Fragments d’une enfance troublée

Les diagnostics pleuvent sur moi depuis quelques années, mais ils sont venus trop tard. C’est dès l’enfance que s’initie le processus d’individuation qui fera de nous des sujets adultes capables de désirer l’Autre en le respectant dans toute l’étendue de son altérité, qui nous rendront capables de nous intégrer dans une société qui possède et impose ses propres normes, sa culture, ses rites.

Je ne peux ici que résumer très brièvement les traces mnésiques que m’ont laissé ma dépression infantile. Très tôt, ma mère m’a confié qu’elle était étonné que je ne regardais jamais personne droit dans les yeux. Cet évitement du regard de l’autre était un signe, celui d’une forme d’autisme peut-être. En lisant les descriptions, je reconnais dans mon enfance tous les critères du syndrome d’Asperger, mais je n’aime pas cette étiquette car elle essentialise trop les personnes et ne propose pas de solution pour évoluer et grandir au delà d’un tableau clinique figé.

Après le divorce de mes parents, à l’âge de 6 ans, je vivais souvent de longues périodes d’ennui. Je répétais à qui voulait l’entendre que je m’ennuyais. « Je ne sais pas quoi faire », « Je m’ennuie » répétais-je à tout le monde. Par ailleurs, j’étais traversé de moments de forte impulsivité que ma famille a appelé mes « crises« . « Il va encore nous faire une crise » est une phrase que j’entendis souvent et pour cause, je me sentais incapable de contenir, de traiter, de gérer mes émotions, ce qui était source d’une grande souffrance. Régulièrement, j’entrais dans de violentes colères vécues comme de grands moments de douleur psychique. Dès qu’il fallait sortir de ma bulle, pour une promenade ou quelque activité que ce soit, j’opposais un refus systématique, jusqu’à me mettre dans des états de véritable folie.

J’ai également eu des phobies sociales pendant des années. Je refusai dès la plus petite enfance d’aller à l’école, endroit qui me terrifiait, lieux de la présence de l’Autre avec qui je me sentais incapable d’entrer en relation. Ce que je n’ai pas pu gérer par les émotions, je l’ai géré par apprentissage. D’où une fatigue, un épuisement social très rapide dès lors que je me retrouvais en présence de plusieurs personnes. J’étais bien seul, isolé, replié sur moi-même. Encore aujourd’hui, la solitude m’apaise. Je n’ai réussi à m’intégrer à des groupes sociaux que très tardivement, lorsque je suis devenu étudiant. Un fait qui n’a rien arrangé : au collège, je fus victime de harcèlement scolaire pendant plusieurs années, de la sixième à la cinquième. Arrivé au lycée je n’avais qu’un seul objectif : que cette situation ne se reproduise pas. Pour m’en assurer, je privilégiai encore une fois le repli sur soi, la solitude, la bulle protectrice.

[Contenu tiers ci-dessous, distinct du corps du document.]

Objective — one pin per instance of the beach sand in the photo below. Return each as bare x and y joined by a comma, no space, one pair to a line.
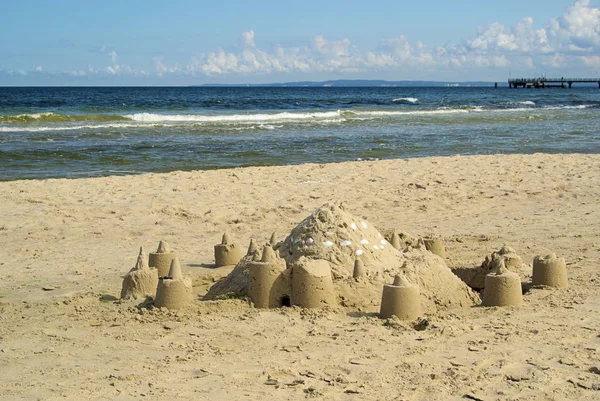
66,244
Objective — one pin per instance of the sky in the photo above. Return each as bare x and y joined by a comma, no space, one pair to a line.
185,42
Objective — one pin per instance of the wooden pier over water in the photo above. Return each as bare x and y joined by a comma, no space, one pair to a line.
543,82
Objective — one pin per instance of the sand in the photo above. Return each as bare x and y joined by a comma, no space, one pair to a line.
65,246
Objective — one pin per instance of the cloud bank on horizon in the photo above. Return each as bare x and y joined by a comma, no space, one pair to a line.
569,42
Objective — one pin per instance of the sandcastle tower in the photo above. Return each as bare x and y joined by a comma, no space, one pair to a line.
273,239
395,241
174,291
227,252
502,287
267,285
359,269
550,271
141,281
400,299
161,259
312,285
251,248
435,245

Entre l’âge de 6 et 10 ans, j’étais animé par une pensée obsédante : j’avais un doute sur l’authenticité de la réalité. Je croyais souvent vivre dans une sorte de monde simulé rien que pour moi, susceptible d’être réveillé d’un moment à l’autre. Je passais également de longues minutes à me contempler dans le miroir, me questionnant sur la réalité. Je me souviens d’avoir eu à ces âges précoces des pensées suicidaires, jamais mises en acte.

J’ai lu dans l’ouvrage Psychopathologie des Addictions que la défaillance de l’introjection serait l’une des causes du recours aux addictions dans une approche psychanalytique. L’introjection, c’est, succinctement, le processus d’incorporation inconscient de l’image de l’autre et du monde en soi. Pour ma part, je ne serais pas étonné qu’il y ait eu un problème de ce côté là.

Enfant solitaire, doué en classe, isolé, atteint de phobies sociales, de crises de colère et d’une forte impulsivité, ayant des centres d’intérêts très développés et très spécifiques, je serais probablement aujourd’hui diagnostiqué pour quelque chose. Mais dans les années 1990, les troubles psychiques, s’ils n’étaient pas des handicaps mentaux, ne faisaient pas l’objet d’autant d’attention que de nos jours. Je suis donc passé d’une enfance troublée à toute une série de diagnostics: cyclothymique, trouble dépressif et anxieux, trouble narcissique, addict toxicomane. La route est longue, le chemin est difficile, mais je ne renonce pas à pouvoir un jour me sentir plus apaisé, intégré, indépendant, autonome. C’est probablement le travail de toute une vie, cela prend du temps, et j’espère pouvoir réussir ce voyage et goûter à une forme de bonheur, même éphémère, avant que la mort ne vienne me sortir de là, le plus vieux possible.